Developing embedded software used to be easy. Actually, that is not true. It has never been easy, but certain matters were simpler. Embedded developers have always needed more control of code generation because, as I am often heard to chant, every embedded system is different and the priorities and requirements change from one to another.
It used to be broadly a choice between speed and size of code, but it is no longer that simple …
Although embedded compilers typically offer more fine grain control, optimization of code is usually a matter of selecting a bias towards speed or size. It just works out that, most of the time, the fastest way to implement an algorithm is also biggest and the smallest is slowest. There are exceptions, but they are not so common. Much the same principle applies to data, where it can be packed [smallest] or unpacked [fastest]. This is commonly specified by a compiler optimization switch and may be overridden for specific objects using the [extension] keywords packed and unpacked.
When designing hardware, developers have a very similar choice. They code using a hardware definition language [like VHDL or Verilog] and use a synthesis tool [which is similar to a compiler] to implement the design. In the same way as with software, there are trade-offs between speed and size. However, for some time, another factor has been taken into consideration: power consumption.
As I have discussed before, power is no longer purely a hardware issue, as the software increasingly has an influence on the power efficiency of a device. Conventional code optimization has an influence on power consumption. Small code means the device needs less memory, which reduces power consumption. Alternatively, fast code causes the CPU to burn less power getting the job done. This is not an easy matter to get the balance just right.

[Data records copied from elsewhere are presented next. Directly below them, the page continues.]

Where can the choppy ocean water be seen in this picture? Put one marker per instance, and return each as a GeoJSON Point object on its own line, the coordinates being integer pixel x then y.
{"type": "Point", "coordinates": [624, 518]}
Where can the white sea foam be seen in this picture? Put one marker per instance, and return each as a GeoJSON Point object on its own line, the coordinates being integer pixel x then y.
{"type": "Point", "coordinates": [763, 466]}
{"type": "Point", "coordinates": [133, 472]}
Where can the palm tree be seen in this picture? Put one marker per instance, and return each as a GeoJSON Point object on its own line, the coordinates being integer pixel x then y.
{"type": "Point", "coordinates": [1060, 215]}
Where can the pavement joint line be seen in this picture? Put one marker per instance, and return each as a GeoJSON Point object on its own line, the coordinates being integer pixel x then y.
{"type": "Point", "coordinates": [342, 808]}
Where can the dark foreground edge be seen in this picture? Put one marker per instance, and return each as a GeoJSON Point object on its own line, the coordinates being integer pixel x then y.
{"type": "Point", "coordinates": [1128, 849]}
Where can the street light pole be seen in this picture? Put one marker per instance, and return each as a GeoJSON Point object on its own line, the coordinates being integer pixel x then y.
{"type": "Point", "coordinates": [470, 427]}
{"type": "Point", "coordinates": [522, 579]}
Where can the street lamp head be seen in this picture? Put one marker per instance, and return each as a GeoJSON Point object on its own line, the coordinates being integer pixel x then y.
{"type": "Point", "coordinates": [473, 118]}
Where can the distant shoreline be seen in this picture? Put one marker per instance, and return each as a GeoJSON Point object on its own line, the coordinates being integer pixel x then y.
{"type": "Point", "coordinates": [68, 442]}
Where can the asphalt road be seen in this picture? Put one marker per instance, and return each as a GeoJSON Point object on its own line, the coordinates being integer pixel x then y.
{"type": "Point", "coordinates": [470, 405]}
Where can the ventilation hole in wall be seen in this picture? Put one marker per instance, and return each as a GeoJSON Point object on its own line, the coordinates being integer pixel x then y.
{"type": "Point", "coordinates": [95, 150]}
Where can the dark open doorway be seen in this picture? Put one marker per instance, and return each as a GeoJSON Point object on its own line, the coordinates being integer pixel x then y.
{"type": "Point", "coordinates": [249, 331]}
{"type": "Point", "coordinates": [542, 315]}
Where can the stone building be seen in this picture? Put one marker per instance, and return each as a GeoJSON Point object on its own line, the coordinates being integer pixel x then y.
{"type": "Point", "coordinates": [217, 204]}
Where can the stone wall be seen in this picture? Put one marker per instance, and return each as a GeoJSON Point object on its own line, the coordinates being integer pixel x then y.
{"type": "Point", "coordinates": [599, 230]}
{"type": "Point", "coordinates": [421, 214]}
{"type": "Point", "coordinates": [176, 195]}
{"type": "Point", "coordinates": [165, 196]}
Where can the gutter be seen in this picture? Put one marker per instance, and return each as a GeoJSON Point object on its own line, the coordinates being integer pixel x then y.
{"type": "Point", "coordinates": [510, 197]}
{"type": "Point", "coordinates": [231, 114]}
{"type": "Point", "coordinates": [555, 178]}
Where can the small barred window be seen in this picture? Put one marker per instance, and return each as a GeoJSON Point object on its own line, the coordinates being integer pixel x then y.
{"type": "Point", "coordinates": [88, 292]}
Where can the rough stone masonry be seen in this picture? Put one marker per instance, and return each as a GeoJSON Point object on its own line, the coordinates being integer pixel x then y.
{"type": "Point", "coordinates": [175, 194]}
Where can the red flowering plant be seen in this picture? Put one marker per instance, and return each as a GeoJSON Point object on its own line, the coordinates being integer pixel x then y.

Although tools like Mentor Embedded’s Sourcery Analyzer can help, I do wonder if ” optimize for power” will soon be a compiler feature …
So, it may be concluded that instead of a two-way tension between speed and size, it now goes three ways: speed, size and power.
It occurred to me that there is an interesting analog to this situation in another technology area that interests me: digital photography. Traditionally, having selected a specific speed [i.e. sensitivity] of film [indicated by its ISO number: 100, 200, 400 etc.], for each picture the photographer needed to balance between shutter speed and aperture. This could be a problem if there was an unexpected situation when an object is moving quickly [i.e. need fast shutter speed to capture] in a circumstance where a good depth of focus [implying small aperture] is also required. Nowadays, the photographer can choose the ISO for each image – i.e. they have three degrees of freedom. Automatic cameras often let you set speed/aperture and let the other one float. I, personally, have yet to see one where both can be set and the ISO adjusted automatically to get a good exposure.